How to measure effects of OUString::intern ?

Michael Meeks michael.meeks at suse.com
Mon Jul 29 09:53:21 PDT 2013


Hi Mark,

On Mon, 2013-07-29 at 18:35 +0200, Mark Wielaard wrote:
> I was looking at memory usage and noticed OUString::intern being used
> in ZipFile::readCEN. This was introduced a long time ago, so I was
> wondering if it is still beneficial:

	:-)

> I couldn't immediately find the duplication of the names.
> In this case the strings are the full zip file entry paths. e.g.
> "sw/res/sidebar/pageproppanel/portraitcopy_24x24.png"

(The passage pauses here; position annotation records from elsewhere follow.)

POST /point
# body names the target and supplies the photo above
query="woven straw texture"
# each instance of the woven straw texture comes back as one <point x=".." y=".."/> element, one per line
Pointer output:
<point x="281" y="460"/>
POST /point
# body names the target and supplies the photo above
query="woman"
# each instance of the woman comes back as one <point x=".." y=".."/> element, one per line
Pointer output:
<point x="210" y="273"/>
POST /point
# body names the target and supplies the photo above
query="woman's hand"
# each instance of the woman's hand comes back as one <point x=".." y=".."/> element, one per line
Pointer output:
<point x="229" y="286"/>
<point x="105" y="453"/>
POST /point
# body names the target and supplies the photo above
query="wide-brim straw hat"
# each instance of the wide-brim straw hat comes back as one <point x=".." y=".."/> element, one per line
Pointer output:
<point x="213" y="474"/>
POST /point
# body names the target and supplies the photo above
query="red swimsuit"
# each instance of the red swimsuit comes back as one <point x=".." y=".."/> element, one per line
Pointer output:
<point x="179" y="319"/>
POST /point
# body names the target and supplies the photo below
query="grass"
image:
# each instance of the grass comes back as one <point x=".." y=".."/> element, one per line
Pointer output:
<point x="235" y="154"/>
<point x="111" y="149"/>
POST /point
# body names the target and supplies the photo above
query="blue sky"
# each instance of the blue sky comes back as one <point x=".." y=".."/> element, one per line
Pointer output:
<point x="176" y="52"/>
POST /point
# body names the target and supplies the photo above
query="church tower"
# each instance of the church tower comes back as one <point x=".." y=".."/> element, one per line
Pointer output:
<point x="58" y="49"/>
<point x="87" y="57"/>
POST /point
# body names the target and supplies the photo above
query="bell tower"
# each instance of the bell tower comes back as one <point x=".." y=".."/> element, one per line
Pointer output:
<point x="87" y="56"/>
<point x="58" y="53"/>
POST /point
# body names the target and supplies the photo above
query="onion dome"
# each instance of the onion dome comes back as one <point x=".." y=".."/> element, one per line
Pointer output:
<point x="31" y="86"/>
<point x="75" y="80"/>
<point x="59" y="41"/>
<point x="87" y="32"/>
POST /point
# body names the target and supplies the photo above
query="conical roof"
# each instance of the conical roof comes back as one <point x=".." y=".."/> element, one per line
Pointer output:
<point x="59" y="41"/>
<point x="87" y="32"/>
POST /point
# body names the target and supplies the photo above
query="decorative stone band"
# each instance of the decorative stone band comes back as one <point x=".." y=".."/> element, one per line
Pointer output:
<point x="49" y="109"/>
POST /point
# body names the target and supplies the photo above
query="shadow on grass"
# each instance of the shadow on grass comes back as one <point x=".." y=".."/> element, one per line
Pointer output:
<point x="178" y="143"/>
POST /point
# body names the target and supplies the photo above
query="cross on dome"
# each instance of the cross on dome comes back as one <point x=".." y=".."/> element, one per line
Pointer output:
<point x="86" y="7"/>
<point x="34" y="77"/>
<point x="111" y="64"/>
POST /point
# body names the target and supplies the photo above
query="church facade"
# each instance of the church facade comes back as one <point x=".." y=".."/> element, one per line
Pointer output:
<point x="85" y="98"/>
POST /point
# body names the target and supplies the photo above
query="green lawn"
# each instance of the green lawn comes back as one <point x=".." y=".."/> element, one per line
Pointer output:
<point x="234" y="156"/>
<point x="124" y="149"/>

	Riight - that's interesting :-) IIRC in the past there were two chunks
of code in package/ that duplicated those names (I think). The fragment
from the (AMD) report from December 2006 shows:

	'package' zip code 
		-1022k
		+500k
	reading the large images.zip file creates a huge hash 
        table with lots of duplicated string stems – 3 days

	Of course, I couldn't tell you if this is still the case; possibly
we're no longer duplicating those strings in that way. The problem was
around 'images.zip' - the archive that has all of our icons in it for
the UI - at least back ~7 years ago ;-)

> And as far as I can see all the full path names are unique, so no
> actual sharing is taking place here. But is there a place where these
> strings are reused (and also interned)?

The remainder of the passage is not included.